The final model performs quite good. With about a 80% hit rate of predicting if a client will complete the offer or not. Also there is not a particular large unbalance between false positives or false negatives, as seen in the confusion matrix.

The true negatives are higher than the true positives. This may be due to that the information campaigns does not have a goal to be completed by the customer.

The tuning of hyper-parameters did improve the model, but not by a large amount.

The task was very interesting. From taking the raw data to being able to predict customer behavior on an individual level.

The most difficult problem was indeed to transform the raw data, which was a transaction log of events, into something useful. For example a customer may complete an offer by chance before even viewing the ad.

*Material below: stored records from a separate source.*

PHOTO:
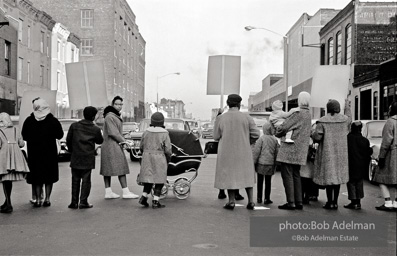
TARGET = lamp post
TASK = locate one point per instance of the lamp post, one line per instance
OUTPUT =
(175, 73)
(249, 28)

Also it is quite hard to do good feature engineering. It is an art form to extract useful metrics as input to a ML-model. Should we include the previous behavior of the customer as input when evaluating the probability of a successful campaign? Which metrics should then be included?

In the end the model that predicted if a client completes an offer or not was a success. If we can predict with 80% accuracy weather how the user will behave, we can target a smaller audience but at the same time increasing revenues.

Another thing could be to have an Ensemble of models that produces the final prediction. In most cases this will outperform any single ML-model.

We could also engineer more features as inputs to the model. For example one could add how active has been during the last week, month, year etc. Does he/she increase the spending with time?

It would also be interesting to see if we could predict the increase of spending during informational campaigns.